Hi Ampere! Welcome to PF!
No, you can't do that … Bernoulli's equation only applies along a streamline

and the streamline doesn't go up that little tube, does it?
Yes, because that is in the streamline!

3. Apr 10, 2013

### Ampere

Thanks. So in that case you can find the pressure right under the small tube (with height h2 - did this below). But what equation do I use to travel outside the streamline?

P1 = atmospheric
P2 = unknown
KE1 = 1/2*rho*v2
KE2 = 1/2*rho*(2v)2
PE1 = rho*g*h1
PE2 = 0

So P2 = Patm + rho*g*h1 - 3/2*rho*v2

4. Apr 10, 2013

### tiny-tim

Hi Ampere!
The fluid in the thin vertical tube is stationary, so just use pressure difference = ρgh

(technically, you can use any line in a stationary fluid as a streamline … but that doesn't mean you can then tag it onto a "real" streamline in a moving part of the fluid )

5. Apr 10, 2013

### Ampere

So I get

dP = rho*g*h2
P2 - Patm = rho*g*h2

and

h2 = h1 - 3v2/(2g)

So the faster the fluid flows, the lower the height h2 is? Is there actually a flow rate which would make h2 = 0, or even less than 0?

6. Apr 10, 2013

### tiny-tim

Bernoulli's equation does mean that when the speed is faster the pressure is lower.
work it out!

7. Apr 10, 2013

### Ampere

I found that the speed at which h2=0 is √(2gh1/3).

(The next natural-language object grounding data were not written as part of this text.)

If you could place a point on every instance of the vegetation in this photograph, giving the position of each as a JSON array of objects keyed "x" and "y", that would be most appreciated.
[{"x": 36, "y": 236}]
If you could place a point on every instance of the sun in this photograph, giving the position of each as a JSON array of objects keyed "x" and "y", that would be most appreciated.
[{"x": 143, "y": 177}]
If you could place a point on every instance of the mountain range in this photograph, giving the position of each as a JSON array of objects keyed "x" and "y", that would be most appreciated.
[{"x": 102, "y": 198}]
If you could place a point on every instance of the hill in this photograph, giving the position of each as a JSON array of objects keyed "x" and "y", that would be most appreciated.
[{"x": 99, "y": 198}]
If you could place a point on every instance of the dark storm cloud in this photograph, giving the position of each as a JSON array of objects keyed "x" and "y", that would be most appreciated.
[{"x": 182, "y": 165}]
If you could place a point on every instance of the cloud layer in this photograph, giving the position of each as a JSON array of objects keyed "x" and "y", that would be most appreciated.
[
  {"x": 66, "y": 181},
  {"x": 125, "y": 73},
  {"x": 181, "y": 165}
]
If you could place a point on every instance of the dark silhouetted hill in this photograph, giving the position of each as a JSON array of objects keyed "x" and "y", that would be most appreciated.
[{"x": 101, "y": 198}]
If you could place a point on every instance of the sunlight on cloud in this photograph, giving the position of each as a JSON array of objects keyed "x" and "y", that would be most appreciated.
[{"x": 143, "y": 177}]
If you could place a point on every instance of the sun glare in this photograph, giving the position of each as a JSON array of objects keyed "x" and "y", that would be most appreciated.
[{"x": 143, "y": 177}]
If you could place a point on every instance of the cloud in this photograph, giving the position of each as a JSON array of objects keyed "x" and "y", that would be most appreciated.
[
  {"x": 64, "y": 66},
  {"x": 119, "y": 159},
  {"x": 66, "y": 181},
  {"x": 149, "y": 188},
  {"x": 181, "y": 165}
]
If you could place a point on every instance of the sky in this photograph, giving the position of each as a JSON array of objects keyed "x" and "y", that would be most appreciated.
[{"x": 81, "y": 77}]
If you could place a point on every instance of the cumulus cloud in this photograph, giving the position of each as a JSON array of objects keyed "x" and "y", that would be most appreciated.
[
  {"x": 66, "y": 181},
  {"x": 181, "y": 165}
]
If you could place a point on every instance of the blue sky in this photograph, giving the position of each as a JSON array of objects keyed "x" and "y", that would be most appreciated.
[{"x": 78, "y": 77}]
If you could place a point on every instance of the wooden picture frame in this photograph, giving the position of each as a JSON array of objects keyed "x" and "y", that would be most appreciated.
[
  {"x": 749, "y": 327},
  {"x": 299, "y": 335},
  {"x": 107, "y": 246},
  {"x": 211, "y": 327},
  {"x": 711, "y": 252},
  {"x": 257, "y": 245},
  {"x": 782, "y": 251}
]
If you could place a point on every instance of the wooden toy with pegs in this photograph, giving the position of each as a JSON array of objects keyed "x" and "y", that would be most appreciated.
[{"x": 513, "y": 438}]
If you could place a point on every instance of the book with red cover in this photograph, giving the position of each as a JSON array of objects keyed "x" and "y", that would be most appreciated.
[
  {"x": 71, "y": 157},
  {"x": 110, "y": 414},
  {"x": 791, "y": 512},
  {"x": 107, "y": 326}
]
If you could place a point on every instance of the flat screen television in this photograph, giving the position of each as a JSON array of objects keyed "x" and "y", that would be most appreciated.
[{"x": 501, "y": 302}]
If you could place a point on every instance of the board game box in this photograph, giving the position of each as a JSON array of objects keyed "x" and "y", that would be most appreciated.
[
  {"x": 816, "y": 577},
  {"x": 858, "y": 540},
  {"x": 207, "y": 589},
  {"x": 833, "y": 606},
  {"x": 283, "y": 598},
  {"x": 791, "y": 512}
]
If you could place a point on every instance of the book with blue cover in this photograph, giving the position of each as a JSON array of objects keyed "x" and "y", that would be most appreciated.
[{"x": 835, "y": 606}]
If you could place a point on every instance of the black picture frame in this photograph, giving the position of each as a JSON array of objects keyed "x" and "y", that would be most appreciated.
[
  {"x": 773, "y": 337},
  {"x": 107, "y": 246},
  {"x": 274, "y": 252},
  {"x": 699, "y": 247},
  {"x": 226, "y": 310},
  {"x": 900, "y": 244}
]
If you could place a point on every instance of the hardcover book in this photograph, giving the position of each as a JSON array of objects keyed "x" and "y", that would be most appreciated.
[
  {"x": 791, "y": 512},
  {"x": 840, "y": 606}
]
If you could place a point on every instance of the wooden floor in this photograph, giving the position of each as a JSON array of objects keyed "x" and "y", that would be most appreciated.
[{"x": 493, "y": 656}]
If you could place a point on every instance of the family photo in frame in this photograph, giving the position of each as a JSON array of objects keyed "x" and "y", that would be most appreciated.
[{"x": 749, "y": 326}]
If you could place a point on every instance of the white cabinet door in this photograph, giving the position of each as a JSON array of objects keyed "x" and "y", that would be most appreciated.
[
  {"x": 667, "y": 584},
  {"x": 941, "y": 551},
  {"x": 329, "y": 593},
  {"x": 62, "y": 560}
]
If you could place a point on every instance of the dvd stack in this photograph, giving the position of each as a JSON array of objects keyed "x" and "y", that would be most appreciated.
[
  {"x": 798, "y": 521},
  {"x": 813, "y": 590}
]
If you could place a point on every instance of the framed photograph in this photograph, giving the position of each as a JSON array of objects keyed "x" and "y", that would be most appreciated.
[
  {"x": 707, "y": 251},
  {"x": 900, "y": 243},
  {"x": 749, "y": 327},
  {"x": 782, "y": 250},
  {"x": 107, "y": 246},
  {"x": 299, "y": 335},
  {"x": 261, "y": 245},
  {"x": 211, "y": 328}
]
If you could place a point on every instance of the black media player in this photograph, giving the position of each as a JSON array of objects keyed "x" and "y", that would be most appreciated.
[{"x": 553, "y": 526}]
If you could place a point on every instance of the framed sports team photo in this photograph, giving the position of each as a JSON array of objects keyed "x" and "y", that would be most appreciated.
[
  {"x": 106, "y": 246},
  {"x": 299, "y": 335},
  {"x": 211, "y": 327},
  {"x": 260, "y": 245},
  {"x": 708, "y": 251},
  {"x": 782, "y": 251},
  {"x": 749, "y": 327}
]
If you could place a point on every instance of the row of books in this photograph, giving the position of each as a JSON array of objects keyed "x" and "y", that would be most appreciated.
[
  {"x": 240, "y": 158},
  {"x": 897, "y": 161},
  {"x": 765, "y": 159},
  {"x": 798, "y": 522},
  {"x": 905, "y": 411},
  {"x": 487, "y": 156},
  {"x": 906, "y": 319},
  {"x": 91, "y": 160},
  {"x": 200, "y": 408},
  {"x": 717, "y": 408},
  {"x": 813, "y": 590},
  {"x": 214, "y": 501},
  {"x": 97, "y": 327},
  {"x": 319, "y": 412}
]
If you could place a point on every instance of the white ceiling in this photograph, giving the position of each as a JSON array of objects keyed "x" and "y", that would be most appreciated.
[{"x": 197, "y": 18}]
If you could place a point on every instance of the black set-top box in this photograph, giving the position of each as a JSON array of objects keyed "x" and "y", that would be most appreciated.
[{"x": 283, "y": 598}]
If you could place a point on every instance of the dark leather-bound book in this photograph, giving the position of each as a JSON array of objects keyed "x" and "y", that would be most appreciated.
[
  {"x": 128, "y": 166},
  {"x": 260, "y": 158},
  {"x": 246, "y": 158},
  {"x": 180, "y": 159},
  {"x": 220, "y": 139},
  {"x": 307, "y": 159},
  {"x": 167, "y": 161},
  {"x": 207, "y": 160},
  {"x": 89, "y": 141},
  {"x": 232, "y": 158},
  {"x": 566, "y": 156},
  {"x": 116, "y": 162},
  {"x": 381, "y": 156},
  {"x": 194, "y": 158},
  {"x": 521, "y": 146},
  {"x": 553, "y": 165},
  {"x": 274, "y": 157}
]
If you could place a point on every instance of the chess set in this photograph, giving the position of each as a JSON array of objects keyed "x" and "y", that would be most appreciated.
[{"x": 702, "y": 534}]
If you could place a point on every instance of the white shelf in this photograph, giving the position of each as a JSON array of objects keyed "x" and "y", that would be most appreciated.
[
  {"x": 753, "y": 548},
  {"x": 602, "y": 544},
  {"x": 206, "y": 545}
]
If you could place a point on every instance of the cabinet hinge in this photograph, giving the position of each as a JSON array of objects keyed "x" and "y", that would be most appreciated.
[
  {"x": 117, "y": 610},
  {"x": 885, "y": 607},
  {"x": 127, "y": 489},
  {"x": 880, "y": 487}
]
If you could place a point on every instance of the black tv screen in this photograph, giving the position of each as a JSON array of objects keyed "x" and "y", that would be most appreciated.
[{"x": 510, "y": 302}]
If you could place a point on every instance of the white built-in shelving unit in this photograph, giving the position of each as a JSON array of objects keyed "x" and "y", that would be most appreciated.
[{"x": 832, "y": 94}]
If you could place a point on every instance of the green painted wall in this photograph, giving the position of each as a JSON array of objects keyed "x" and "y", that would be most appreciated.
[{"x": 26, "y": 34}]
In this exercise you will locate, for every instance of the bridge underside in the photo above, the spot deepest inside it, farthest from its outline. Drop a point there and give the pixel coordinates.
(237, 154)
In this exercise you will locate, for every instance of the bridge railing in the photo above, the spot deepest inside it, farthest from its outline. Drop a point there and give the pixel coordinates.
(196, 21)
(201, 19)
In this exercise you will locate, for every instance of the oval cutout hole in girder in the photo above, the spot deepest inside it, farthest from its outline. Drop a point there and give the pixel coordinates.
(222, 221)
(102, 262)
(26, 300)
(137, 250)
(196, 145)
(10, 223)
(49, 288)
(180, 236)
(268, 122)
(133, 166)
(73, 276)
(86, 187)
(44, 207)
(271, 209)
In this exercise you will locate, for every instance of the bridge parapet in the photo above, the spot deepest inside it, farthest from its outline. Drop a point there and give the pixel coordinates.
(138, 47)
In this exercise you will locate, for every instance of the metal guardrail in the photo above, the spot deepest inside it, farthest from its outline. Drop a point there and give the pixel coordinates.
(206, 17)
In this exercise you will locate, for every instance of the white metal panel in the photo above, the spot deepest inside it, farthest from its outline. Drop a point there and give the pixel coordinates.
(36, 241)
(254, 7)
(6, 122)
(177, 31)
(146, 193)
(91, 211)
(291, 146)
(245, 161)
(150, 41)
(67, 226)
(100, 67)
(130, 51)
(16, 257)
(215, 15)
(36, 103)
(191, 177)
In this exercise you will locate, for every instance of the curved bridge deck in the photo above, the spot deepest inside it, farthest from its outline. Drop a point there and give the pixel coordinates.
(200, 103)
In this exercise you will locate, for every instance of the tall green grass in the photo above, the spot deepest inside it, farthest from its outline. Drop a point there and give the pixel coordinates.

So if h1 = 1m, then v = 2.556 m/s. What if I had v = 3 m/s, or even 6 m/s? What would be the physical meaning of a negative height?

For example, if we go with h1 = 1m and v = 6 m/s, we get h2 = -4.51m. Huh?

8. Apr 10, 2013

### tiny-tim

It would mean you have a vacuum pump!

9. Apr 10, 2013

### Ampere

Ah so air would be sucked into the tube along with the fluid? Interesting!

Thanks, this makes sense now.